To my knowledge, the best way to implement is to run the writer of the shared memory segment as some user, and the processes allowed to read it as different users, adjusting the permission bits to allow them to read but not to write on the shared memory segment. Something like having all the processes in the same group id, with the writer process as the user who creates the shared memory segment and the others having only read access, with no permissions to other user ids, would be enough for any application.
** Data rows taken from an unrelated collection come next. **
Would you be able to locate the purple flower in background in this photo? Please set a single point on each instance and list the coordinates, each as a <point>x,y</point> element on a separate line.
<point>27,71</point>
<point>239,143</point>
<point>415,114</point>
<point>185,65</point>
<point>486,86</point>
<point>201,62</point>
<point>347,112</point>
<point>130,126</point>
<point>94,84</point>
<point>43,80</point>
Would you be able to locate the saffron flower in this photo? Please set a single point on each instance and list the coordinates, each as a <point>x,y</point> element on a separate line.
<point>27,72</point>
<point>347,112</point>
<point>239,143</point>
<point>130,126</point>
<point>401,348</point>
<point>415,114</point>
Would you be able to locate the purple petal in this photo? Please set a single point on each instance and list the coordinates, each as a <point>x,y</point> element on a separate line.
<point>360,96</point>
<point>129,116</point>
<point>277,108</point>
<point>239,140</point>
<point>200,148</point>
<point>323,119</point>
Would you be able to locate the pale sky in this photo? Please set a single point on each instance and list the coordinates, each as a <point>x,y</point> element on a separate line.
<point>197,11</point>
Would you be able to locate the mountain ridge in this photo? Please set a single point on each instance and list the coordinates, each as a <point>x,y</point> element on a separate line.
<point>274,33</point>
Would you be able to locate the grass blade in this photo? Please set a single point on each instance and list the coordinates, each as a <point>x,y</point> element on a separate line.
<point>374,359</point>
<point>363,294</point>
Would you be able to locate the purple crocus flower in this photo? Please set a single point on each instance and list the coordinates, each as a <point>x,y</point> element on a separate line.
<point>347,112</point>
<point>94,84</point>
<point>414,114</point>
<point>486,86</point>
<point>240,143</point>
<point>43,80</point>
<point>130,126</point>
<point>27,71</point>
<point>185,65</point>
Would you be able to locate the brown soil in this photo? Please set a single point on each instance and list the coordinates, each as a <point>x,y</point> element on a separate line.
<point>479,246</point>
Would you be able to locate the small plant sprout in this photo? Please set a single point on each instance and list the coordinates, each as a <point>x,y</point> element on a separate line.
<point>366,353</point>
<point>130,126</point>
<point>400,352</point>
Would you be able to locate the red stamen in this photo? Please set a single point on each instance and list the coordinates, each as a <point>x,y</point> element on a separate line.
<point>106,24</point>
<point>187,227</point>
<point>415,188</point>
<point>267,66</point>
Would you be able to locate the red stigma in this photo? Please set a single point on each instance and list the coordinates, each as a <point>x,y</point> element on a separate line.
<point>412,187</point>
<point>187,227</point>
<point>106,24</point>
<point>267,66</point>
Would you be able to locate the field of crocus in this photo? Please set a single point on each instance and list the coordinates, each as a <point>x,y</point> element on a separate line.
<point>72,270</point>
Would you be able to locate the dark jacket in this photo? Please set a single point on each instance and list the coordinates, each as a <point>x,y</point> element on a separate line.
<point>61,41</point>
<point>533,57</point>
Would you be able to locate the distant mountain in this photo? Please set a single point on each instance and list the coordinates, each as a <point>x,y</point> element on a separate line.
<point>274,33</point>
shmget((key_t)56666, 1, IPC_CREAT | 0640);

and running the other processes as other different user in the same group id.

EDIT

after testing your code in a freebsd machine (sorry, no linux available, but ipc calls are SysV AT&T unix calls, so everything should be compatible) the creation process stops on error on shmat(2) call with the following message:

$ shm_creator
Err:: Permission denied

most probably because you didn't give permissions on shared memory creation, even to the owner (and I try to imagine you are not developing as root in your machine, are you? ;) )

ipcs(1) shows:

usr1@host ~$ ipcs -m
Shared Memory:
T           ID          KEY MODE        OWNER    GROUP   
m        65537        56666 ----------- usr1     usr1    

and you see there are no permission bits active for the shared memory segment, but it has been created. I have modified your program to, instead of doing busywait in a while(1); loop, doing a non consuming cpu wait with sleep(3600); that will put it to sleep for a whole hour.

shm_creator.c

#include <sys/types.h>
#include <sys/ipc.h>
#include <sys/shm.h>
#include <stdio.h>
#include <stdlib.h>
#include <fcntl.h>
#include <errno.h>
#include <string.h>
#include <unistd.h>

int main(){
    int shmid = shmget((key_t)56666, 1, IPC_CREAT | 0640 );
     if (shmid ==-1) {
        perror("Err0:");
        exit(EXIT_FAILURE);
    }
    void* shmaddr = shmat(shmid, (void *)0,0);
    if (shmaddr == (void *)-1) {
        perror("Err:");
        exit(EXIT_FAILURE);
    }
    *(char*)shmaddr = 'a'; 
    putchar(*(char*)shmaddr);
    puts("");
    sleep(3600);
    return 0;
}

which I run as user usr1:

usr1@host:~/shm$ shm_creator &
[2] 76950
a

then I switch to another user usr2, and run:

$ su usr2
Password:
[usr2@host /home/usr1/shm]$ shm_client &
[1] 76963
[usr2@host /home/usr1/shm]$ Err:: Permission denied

and as you labeled it, it happens in the shmat(2) system call. But if I run it as usr1 i get:

usr1@host:~/shm$ shm_client 
b

if using SHM_RDONLY as flag in the shm_client.c source file, on running (either as same or different user) I get the following:

usr1@host:~/shm$ shm_client
Segmentation fault (generated `core')

which is expected behaviour, as you tried to write unwritable memory (it was attached as read only memory)

EDIT 2

After browsing online the linux manual pages, there's a reference to SHM_RDONLY to allow to attach a shared memory segment as readonly. No support is offered for write only shared memory segments, otherwise. As it is not documented on freebsd, this option is also available there (the constant is included in the proper include files) and some other imprecisions are found in the freebsd manual (as the use of S_IROWN, S_IWOWN, S_IRGRP, S_IWGRP, S_IROTH and S_IWOTH flags to control the permission bits and no inclusion of #include <sys/stat.h> in the SYNOPSIS of the manual page)

CONCLUSSION

If the SHM_RDONLY is available in your system, then you can use it as a non-preemptive way to disallow write access to you shared memory, but if you want kernel enforced way, you have to switch to the user permission bits approach.